Analysis by MarketsAndMarkets research company shows That the overall the mobile healthcare market is highly fragmented.  The mobile health apps market accordingly is classified into health and medical apps. The market is dominated by health apps with more than 85% volume contribution to the healthcare application market. In the future, the government’s open data policies and platforms, open APIs as well as open smart and wireless computing broadband environments, hold promise for converging an organized e-Marketplace for the Blue Button movement and mHealth industry innovation.

Veterans and consumers generally are using the Blue Button app now for engaging in healthcare more fully empowered with their own data.  Under the influence of ONC, Blue Button is being adopted nation-wide. Blue Button adoption spread widely since 2010 with other government agencies, and private sctor companies such as as UnitedHealthCare and Aetna, providing Blue Button to their consumers.

The Blue Button Plus effort launched last year advanced the implementation standards, tools, and services associated with the Blue Button to provide consumers with automated updates to their health information in a human readable and machine readable format.  Seventeen apps and tools are available to consumers that use structured Blue Button Plus data. More details on the Blue Button Plus can be found here

The momentum for the Blue Button initiative continues to build.Last week Walgreens, Kroger, CVS Caremark, Rite Aid and Safeway pledged to support the Blue Button and develop ways to allow customers to more easily access their records.

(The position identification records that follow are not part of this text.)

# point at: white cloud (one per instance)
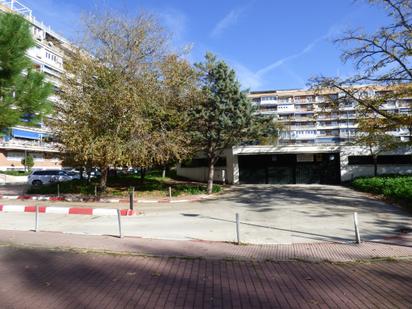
(246, 77)
(282, 61)
(175, 22)
(229, 20)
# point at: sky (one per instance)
(271, 44)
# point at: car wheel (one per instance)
(36, 183)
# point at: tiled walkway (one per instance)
(335, 252)
(38, 278)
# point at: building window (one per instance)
(387, 159)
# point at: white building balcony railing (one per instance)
(29, 145)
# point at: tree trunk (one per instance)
(211, 166)
(375, 165)
(103, 178)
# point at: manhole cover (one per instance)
(405, 230)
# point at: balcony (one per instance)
(29, 145)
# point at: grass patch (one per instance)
(153, 185)
(395, 187)
(15, 173)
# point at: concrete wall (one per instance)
(349, 172)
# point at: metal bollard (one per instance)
(131, 200)
(36, 225)
(237, 228)
(119, 220)
(355, 221)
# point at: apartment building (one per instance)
(47, 57)
(307, 118)
(314, 144)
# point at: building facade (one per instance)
(47, 57)
(314, 145)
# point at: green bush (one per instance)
(397, 187)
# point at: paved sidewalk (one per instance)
(36, 278)
(334, 252)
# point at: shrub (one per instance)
(397, 187)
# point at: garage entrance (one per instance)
(321, 168)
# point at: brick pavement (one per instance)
(335, 252)
(38, 278)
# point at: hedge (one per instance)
(397, 187)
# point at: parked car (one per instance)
(74, 174)
(38, 178)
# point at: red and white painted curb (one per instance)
(68, 210)
(35, 198)
(103, 200)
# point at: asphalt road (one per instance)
(269, 214)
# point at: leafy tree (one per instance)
(124, 102)
(382, 58)
(23, 91)
(28, 162)
(224, 116)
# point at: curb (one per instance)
(68, 210)
(92, 200)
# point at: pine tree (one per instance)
(23, 91)
(225, 116)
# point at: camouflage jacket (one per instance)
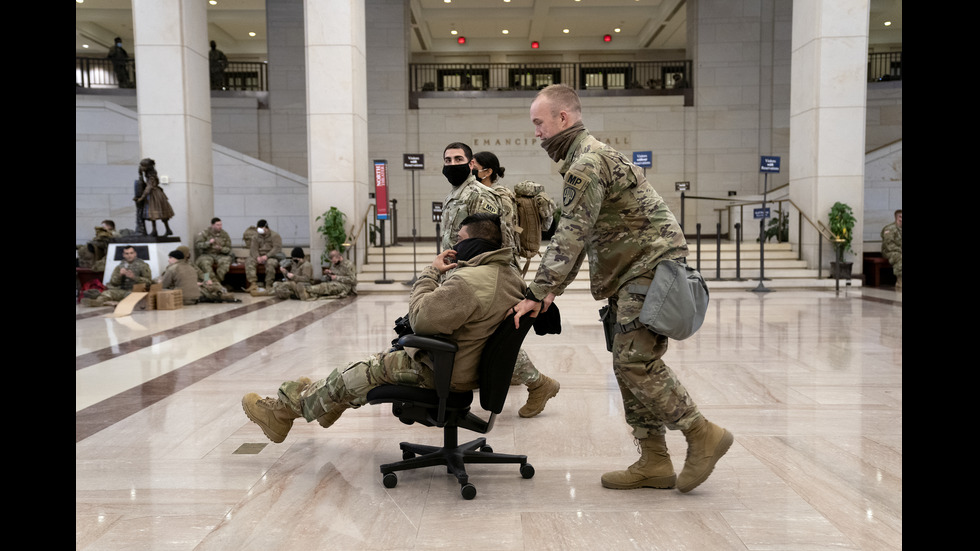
(611, 213)
(268, 244)
(891, 241)
(221, 245)
(509, 228)
(302, 272)
(140, 268)
(468, 198)
(184, 276)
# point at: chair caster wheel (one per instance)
(390, 480)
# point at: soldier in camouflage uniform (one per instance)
(265, 248)
(181, 274)
(891, 246)
(130, 271)
(612, 214)
(467, 305)
(476, 195)
(213, 247)
(340, 279)
(298, 276)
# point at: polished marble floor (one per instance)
(809, 381)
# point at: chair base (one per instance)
(455, 458)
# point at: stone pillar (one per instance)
(393, 128)
(287, 86)
(174, 98)
(336, 97)
(827, 115)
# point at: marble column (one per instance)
(827, 115)
(174, 98)
(336, 98)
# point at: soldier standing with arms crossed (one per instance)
(611, 213)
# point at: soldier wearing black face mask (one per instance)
(467, 197)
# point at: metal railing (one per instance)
(886, 66)
(623, 75)
(95, 72)
(737, 225)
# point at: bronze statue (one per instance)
(152, 202)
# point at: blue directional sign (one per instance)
(643, 159)
(769, 164)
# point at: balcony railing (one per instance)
(94, 72)
(887, 66)
(650, 75)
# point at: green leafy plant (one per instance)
(842, 228)
(333, 232)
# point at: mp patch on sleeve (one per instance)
(575, 182)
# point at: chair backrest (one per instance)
(497, 362)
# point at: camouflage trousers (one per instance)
(653, 397)
(329, 289)
(113, 294)
(212, 292)
(289, 289)
(349, 386)
(251, 271)
(524, 371)
(206, 263)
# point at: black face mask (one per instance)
(456, 174)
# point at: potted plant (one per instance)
(333, 232)
(842, 229)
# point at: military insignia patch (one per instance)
(575, 183)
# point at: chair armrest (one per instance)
(442, 351)
(436, 344)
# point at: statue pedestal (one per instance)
(153, 251)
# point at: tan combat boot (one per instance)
(706, 443)
(652, 470)
(270, 414)
(538, 394)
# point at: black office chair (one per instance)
(451, 410)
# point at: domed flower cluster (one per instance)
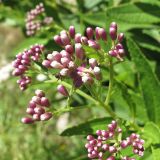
(23, 62)
(33, 19)
(106, 142)
(37, 108)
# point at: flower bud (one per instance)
(120, 37)
(36, 117)
(44, 102)
(69, 49)
(65, 39)
(39, 110)
(61, 89)
(72, 31)
(113, 33)
(84, 40)
(79, 51)
(46, 116)
(89, 33)
(93, 44)
(39, 93)
(56, 65)
(64, 72)
(57, 39)
(111, 158)
(46, 63)
(93, 62)
(27, 120)
(30, 111)
(78, 38)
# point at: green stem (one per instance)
(110, 83)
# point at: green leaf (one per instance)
(130, 16)
(151, 133)
(97, 19)
(27, 43)
(88, 127)
(148, 82)
(91, 53)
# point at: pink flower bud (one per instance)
(44, 102)
(114, 25)
(89, 32)
(93, 44)
(36, 99)
(56, 65)
(56, 56)
(124, 144)
(120, 37)
(32, 104)
(111, 158)
(113, 33)
(36, 117)
(46, 63)
(57, 39)
(93, 62)
(65, 39)
(79, 51)
(39, 93)
(84, 40)
(64, 72)
(46, 116)
(112, 149)
(78, 38)
(39, 110)
(69, 49)
(72, 31)
(27, 120)
(97, 73)
(61, 89)
(113, 53)
(30, 111)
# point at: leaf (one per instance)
(151, 133)
(91, 53)
(149, 84)
(88, 127)
(97, 19)
(130, 16)
(27, 43)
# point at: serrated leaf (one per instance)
(130, 16)
(151, 133)
(149, 84)
(88, 127)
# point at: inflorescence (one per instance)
(37, 108)
(72, 61)
(107, 145)
(23, 62)
(35, 19)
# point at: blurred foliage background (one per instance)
(138, 19)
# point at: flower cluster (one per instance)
(106, 141)
(118, 50)
(23, 62)
(71, 61)
(33, 24)
(37, 108)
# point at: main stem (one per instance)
(111, 74)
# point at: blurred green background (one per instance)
(138, 19)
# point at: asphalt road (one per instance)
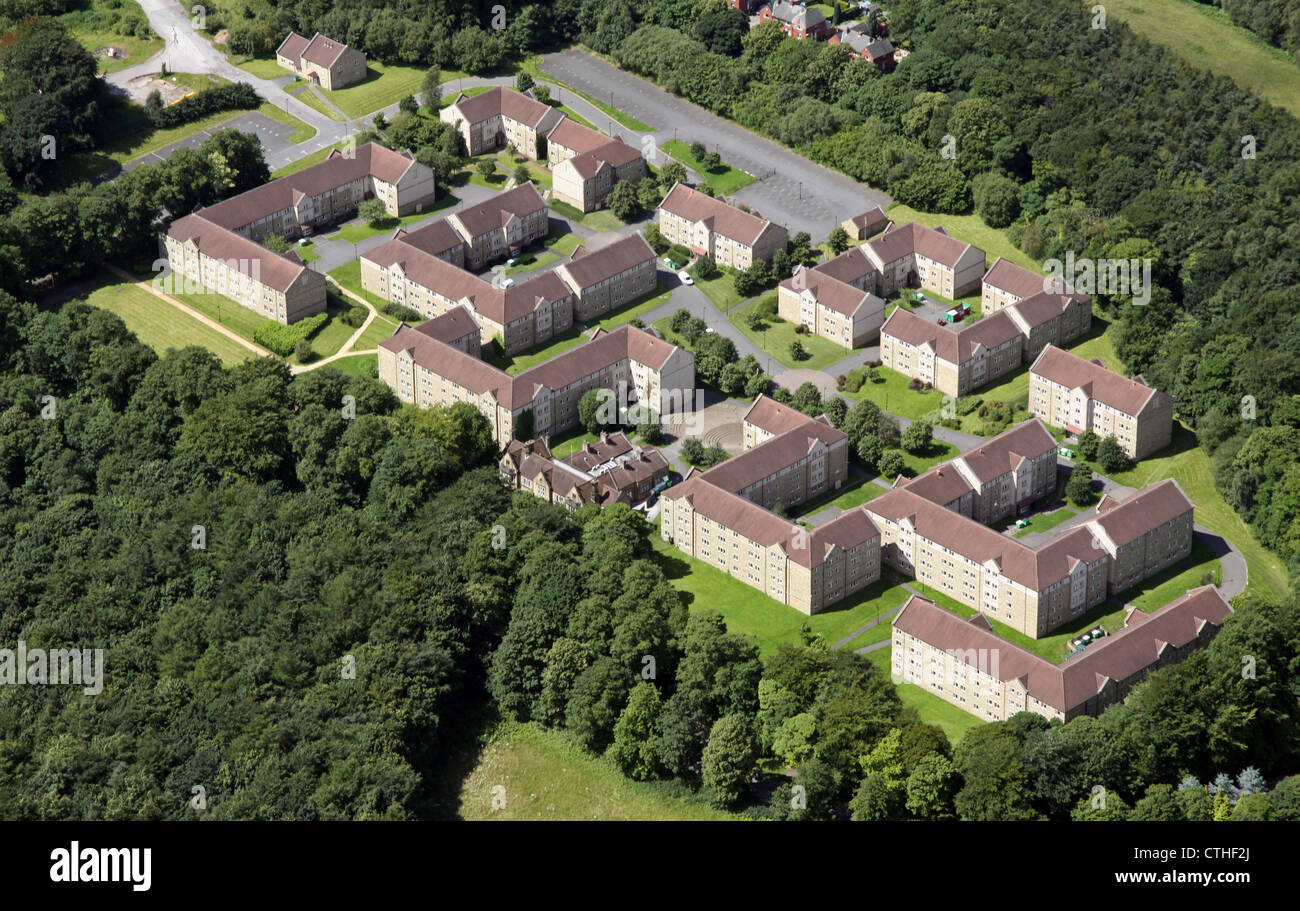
(791, 190)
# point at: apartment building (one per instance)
(956, 361)
(609, 277)
(967, 664)
(605, 472)
(711, 228)
(1069, 391)
(424, 270)
(996, 480)
(636, 365)
(1032, 590)
(328, 63)
(831, 308)
(913, 255)
(866, 225)
(502, 117)
(584, 179)
(502, 225)
(796, 20)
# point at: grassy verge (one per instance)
(724, 179)
(527, 772)
(160, 325)
(778, 337)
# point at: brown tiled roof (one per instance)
(952, 346)
(272, 269)
(1130, 519)
(832, 293)
(334, 172)
(497, 212)
(772, 455)
(1126, 395)
(614, 152)
(722, 218)
(849, 267)
(1008, 450)
(589, 267)
(451, 326)
(324, 51)
(770, 415)
(293, 47)
(932, 243)
(506, 102)
(571, 134)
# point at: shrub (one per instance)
(282, 339)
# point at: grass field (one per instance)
(160, 325)
(527, 772)
(767, 621)
(1207, 38)
(724, 181)
(778, 337)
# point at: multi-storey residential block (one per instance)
(502, 117)
(711, 228)
(635, 365)
(991, 677)
(605, 472)
(609, 277)
(423, 270)
(956, 361)
(914, 255)
(216, 246)
(329, 63)
(1077, 394)
(1032, 590)
(831, 308)
(502, 225)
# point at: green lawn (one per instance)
(632, 309)
(892, 394)
(722, 289)
(306, 92)
(778, 337)
(1207, 38)
(724, 181)
(263, 68)
(1043, 521)
(527, 772)
(384, 85)
(767, 621)
(160, 325)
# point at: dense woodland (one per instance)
(381, 538)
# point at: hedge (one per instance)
(281, 339)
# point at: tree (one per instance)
(1112, 456)
(633, 749)
(918, 437)
(430, 90)
(891, 464)
(729, 759)
(623, 202)
(931, 786)
(839, 241)
(372, 212)
(1087, 446)
(1078, 489)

Northrop Grumman has been working on this mobile Blue Button app for four years. Working in collaboration with the Northern Virginia company NetVision Resources, it successfully delivered the first Blue Button mobile application for the VA in December 2010. The Northrop Grumman Health IT Team that worked on this project included Thomas Verbeck, former USAF Brigadier General and Chief Technology Officer,  Ganesh Rajagopol, Chief Architect, Chris Ayers as the Manager for the Project, as well as myself (in my role as Senior Health IT Advisor at the time).  Verbeck who conveived the initial mobile Blue Button app in 48 hours after sseing the work on MyHealtheVet commented, "The VA was so excited that we delivered what we disabled Vets really need, a mobile app we can take with us to the doctors office."

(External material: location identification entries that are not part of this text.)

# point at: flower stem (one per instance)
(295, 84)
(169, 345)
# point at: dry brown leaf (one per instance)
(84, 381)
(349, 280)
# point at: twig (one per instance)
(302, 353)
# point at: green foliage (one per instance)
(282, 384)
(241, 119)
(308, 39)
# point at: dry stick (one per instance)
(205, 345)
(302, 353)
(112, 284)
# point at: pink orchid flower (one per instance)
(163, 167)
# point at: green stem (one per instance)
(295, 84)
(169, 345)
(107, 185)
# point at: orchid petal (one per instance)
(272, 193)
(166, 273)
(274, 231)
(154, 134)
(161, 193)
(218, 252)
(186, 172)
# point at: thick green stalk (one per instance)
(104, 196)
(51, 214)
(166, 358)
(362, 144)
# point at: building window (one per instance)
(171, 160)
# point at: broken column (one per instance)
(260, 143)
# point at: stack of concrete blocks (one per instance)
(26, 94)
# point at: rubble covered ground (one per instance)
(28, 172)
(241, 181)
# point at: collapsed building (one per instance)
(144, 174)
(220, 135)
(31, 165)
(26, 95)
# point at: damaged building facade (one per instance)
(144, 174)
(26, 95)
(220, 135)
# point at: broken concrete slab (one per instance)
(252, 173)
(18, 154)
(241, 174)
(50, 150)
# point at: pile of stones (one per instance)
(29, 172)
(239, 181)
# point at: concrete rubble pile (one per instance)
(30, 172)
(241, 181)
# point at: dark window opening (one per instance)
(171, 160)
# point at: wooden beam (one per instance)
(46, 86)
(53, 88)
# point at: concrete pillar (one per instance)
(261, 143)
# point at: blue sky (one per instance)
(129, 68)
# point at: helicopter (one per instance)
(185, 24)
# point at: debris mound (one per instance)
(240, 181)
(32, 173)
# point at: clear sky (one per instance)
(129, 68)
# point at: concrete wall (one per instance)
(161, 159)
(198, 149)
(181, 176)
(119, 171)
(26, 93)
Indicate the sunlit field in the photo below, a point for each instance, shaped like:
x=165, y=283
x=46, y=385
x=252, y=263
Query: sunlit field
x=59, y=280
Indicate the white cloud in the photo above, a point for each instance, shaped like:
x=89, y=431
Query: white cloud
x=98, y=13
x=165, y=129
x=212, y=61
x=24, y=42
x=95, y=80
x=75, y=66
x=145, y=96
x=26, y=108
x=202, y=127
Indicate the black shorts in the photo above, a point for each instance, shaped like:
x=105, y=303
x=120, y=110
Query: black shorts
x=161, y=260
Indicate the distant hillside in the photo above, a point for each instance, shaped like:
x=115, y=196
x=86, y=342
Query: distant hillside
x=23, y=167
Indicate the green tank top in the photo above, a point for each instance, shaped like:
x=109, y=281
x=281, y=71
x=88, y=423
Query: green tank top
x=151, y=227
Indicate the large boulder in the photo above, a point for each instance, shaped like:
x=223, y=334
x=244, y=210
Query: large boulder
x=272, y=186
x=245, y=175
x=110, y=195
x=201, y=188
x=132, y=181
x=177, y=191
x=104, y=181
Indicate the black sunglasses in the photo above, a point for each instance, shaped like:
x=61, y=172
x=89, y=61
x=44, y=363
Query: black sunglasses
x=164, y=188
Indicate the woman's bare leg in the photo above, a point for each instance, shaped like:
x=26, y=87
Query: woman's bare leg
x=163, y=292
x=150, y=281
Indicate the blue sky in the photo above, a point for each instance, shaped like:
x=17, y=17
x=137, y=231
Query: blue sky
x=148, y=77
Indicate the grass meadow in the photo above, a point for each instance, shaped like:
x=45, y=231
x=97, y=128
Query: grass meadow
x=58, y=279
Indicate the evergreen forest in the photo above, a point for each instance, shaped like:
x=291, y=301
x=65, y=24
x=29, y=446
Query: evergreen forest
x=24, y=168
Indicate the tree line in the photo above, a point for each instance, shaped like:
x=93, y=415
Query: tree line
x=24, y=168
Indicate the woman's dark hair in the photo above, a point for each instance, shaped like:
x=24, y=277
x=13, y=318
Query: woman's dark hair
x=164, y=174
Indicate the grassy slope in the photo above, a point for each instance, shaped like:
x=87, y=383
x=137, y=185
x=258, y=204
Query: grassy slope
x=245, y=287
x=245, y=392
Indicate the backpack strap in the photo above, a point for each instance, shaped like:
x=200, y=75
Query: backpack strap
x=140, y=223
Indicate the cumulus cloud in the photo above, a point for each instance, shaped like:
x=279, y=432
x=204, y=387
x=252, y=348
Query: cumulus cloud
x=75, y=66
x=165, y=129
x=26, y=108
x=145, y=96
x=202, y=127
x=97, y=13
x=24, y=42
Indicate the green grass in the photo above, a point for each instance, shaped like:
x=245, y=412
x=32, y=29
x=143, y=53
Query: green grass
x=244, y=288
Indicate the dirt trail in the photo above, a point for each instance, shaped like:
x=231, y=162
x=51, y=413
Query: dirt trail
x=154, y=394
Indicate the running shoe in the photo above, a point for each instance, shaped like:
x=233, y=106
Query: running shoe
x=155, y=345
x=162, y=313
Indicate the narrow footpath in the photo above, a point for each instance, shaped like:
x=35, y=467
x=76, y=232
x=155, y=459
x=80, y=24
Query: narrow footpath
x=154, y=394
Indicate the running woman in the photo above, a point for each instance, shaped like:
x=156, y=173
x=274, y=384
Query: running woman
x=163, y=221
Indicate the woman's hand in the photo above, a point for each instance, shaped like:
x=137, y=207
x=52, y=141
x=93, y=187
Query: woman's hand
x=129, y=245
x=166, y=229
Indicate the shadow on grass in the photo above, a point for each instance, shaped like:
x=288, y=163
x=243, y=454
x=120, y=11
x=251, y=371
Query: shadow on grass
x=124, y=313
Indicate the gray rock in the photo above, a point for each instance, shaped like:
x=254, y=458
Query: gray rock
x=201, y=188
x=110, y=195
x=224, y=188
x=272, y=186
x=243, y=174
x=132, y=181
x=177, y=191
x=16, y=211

The original app represented an innovation for federal mHealth that allowed military veterans to access and download their personal health records on their handheld mobile devices running on Apple iOS and Android platforms.  Northrop Grumman’s Blue Button for MyHealtheVet specified the ASCII text or PDF technical format which enabled patients to read, print, or store their health records in a straightforward but simplified approach.

When the Northrop Grumman team initially demonstrated the original Blue Button for MyHealtheVet, labeled VA 214 Blue Button, for VA’s chief technology officer he was wowed stating, “We’re falling off our chairs here at VA Central Office.” The original mobile app was  delivered just 40 days after the project began.